The last time I saw Steven Pinker, at the Old Vic, with Ian McEwan, he was so dreadful that words failed me altogether. I’m glad that Louis Menand was not so afflicted, in the New Yorker.
The insistence on deprecating the efficacy of socialization leads Pinker into absurdities that he handles with a blitheness that would be charming if his self-assurance were not so overdeveloped. He argues, for example, that democracy, the rule of law, and women’s reproductive freedom are all products of evolution. The Founding Fathers understood that the ideas of power sharing and individual rights are grounded in human nature.
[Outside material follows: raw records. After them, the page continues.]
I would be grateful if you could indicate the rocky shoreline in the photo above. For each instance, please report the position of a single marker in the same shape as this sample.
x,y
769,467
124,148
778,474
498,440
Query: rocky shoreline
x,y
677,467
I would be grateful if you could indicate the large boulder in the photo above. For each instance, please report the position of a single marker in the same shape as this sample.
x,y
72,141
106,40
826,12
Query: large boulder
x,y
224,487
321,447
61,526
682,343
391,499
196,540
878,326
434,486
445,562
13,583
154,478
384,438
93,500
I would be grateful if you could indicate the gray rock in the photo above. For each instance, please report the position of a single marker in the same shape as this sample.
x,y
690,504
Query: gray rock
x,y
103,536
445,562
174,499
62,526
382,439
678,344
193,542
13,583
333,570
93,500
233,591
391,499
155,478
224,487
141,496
And he quotes, with approval, the claim of two evolutionary psychologists that the “evolutionary calculus” explains why women evolved “to exert control over their own sexuality, over the terms of their relationships, and over the choice of which men are to be the fathers of their children.” Now, democracy, individual rights, and women’s sexual autonomy are concepts almost nowhere to be found, even in the West, before the eighteenth century. Either human beings spent ten thousand years denying their own nature by slavishly obeying the whims of the rich and the powerful, cheerfully burning heretics at the stake, and arranging their daughters’ marriages (which would imply a pretty effective system of socialization), or modern liberal society is largely a social construction. Which hypothesis seems more plausible?
(I found this on Electrolite. Apparently it has been transcribed from the printed edition. It doesn’t seem to be online).